Regisseur Jonas Rothlaender (Fado) konfrontiert in seinem Film, der sich zwischen Filmportrait und Aufklärungsfilm bewegt, acht Männer mit Fragen zu ihrer Sexualität und ihrem individuellen Wesen. Dabei dauert es nicht lange und die Baustellen der Männerwelten dringen durch die vereinzelten Monologe an die Oberfläche. Darunter: unerfüllte sexuelle Fantasien, innere Sehnsüchte und Beziehungsprobleme, die sich in die Gedächtnisse der Männer eingebrannt haben. Da wohl nur die wenigsten Menschen freiwillig und gerade vor laufender Kamera über die eigenen sexuellen (Grenz)-Erfahrungen sprechen, kommen zusätzlich anonyme Geschichten zum Einsatz, zu denen sich die Männer äußern. Während sich ein Mann in einem Text über beispielsweise aggressive Tendenzen äußert und wie sich dies auf sein sexuelles Verhalten auswirkt, so bringt dies den Leser vor der Kamera ins Grübeln. Was denken die Herren über ihre anonymen „Brüder“? Und sind die Männer tatsächlich das starke Geschlecht?

Das starke Geschlecht?

Die Debatte über Geschlechterrollen und die generelle Schieflage von Mann und Frau (unabhängig wie diese aussehen mag) beschäftigt nach wie vor die Welt, siehe zuletzt Promising Young Woman. Während dieser jedoch nur auf den Männern herumhackt – bei seiner fragwürdigen Story sicherlich zurecht – so geht Jonas Rothlaender mit einem ganz anderen Anspruch heran. In seinem Dokumentarfilm Das starke Geschlecht will er vielmehr der Männerwelt Gehör verschaffen – ein Punkt, der unter der MeToo Debatte in den letzten Jahren wohl ein wenig in Vergessenheit geriet. Mit aufklärerischer Herangehensweise steht so eine große Frage im Raum: Was denken Männer nach der einen oder anderen brenzligen Beziehung  über die Taten ihrer – zugespitzt gesagt – Leidensgenossen?
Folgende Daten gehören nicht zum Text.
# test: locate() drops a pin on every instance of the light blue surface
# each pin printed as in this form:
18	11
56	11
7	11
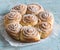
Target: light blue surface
51	5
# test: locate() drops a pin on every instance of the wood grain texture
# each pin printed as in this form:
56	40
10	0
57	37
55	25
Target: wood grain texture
51	5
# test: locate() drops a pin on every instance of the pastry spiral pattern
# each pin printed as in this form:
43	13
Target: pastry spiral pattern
29	19
34	8
46	16
28	23
14	27
20	8
44	26
29	34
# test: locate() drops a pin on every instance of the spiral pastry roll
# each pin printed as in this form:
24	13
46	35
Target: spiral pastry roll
34	9
20	8
12	16
46	16
29	19
45	28
13	30
29	34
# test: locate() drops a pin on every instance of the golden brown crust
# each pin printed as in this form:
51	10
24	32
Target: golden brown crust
46	29
13	30
22	8
29	19
29	34
46	16
11	17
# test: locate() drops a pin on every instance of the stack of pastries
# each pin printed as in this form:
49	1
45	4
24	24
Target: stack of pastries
28	23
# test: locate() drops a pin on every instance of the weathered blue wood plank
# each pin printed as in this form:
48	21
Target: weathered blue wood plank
51	5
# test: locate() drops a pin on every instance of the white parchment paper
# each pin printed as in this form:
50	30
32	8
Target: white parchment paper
16	43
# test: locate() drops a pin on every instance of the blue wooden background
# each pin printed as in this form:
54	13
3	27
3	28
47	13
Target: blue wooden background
51	5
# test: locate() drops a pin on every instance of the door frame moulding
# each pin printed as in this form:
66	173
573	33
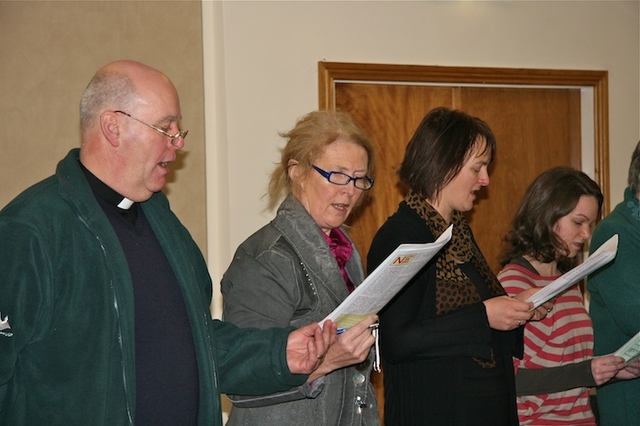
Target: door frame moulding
593	83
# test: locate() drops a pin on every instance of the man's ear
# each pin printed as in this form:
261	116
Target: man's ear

Handelt es sich bei der Welt der Männer wirklich um das starke Geschlecht? Auf den ersten Blick nicht wirklich, so will es uns Rothlaender glauben lassen – besonders in Hinblick auf die Wahl der mehr oder weniger gebrochenen Männer, die hier vor laufender Kamera ihr Herz ausschütten. Nach anfänglicher Skepsis und Unsicherheit öffnen sich die Herren jedoch. Voller Ernst und absolut offen, werden so die anonymen Geschichten auf die Goldwaage gelegt. Rothlaenders Werk gleicht damit teilweise einem Assoziationstest, da den Männern nicht viel Zeit gelassen wird, um über das Gelesene nachzudenken. Erste Eindrücke und unmittelbare Reaktionen werden so zum Kernelement der Dokumentation.

Die Coaches von Heute

Interessanterweise sind die männliche Sexualität und das Hinterfragen von stereotypischer Männlichkeit nur zwei Themen unter vielen. Ein großer Pluspunkt, wie sich herausstellt, besonders wenn ein Mann über seine persönlichkeitspsychologische Entwicklung spricht. Wenig überraschend werden dabei auch YouTube-Coaches am Rande erwähnt, die als Vaterersatz – so hat es den Anschein – immer mehr junge Männer auf das Leben vorbereiten und viel aufzuholen haben, was bei der Erziehung in Vergessenheit geriet. So kommt man schnell zu einer hochrelevanten Frage: Was lief hier in den letzten Jahrzehnten schief und wie hat sich Männlichkeit generell im Laufe der Zeit verändert? Eine konkrete Antwort erhält der Zuschauer zwar nicht, dies ist bei den acht Monologen in 100 Minuten aber auch gar nicht möglich. Stattdessen hat man den Eindruck, dass dies der Anfang eines großen Gesamtwerkes ist, da es sicherlich reichlich Material und individuelle Erfahrungsberichte gibt, die man in weiteren Teilen aufgreifen könnte – und dies natürlich für beide Geschlechter.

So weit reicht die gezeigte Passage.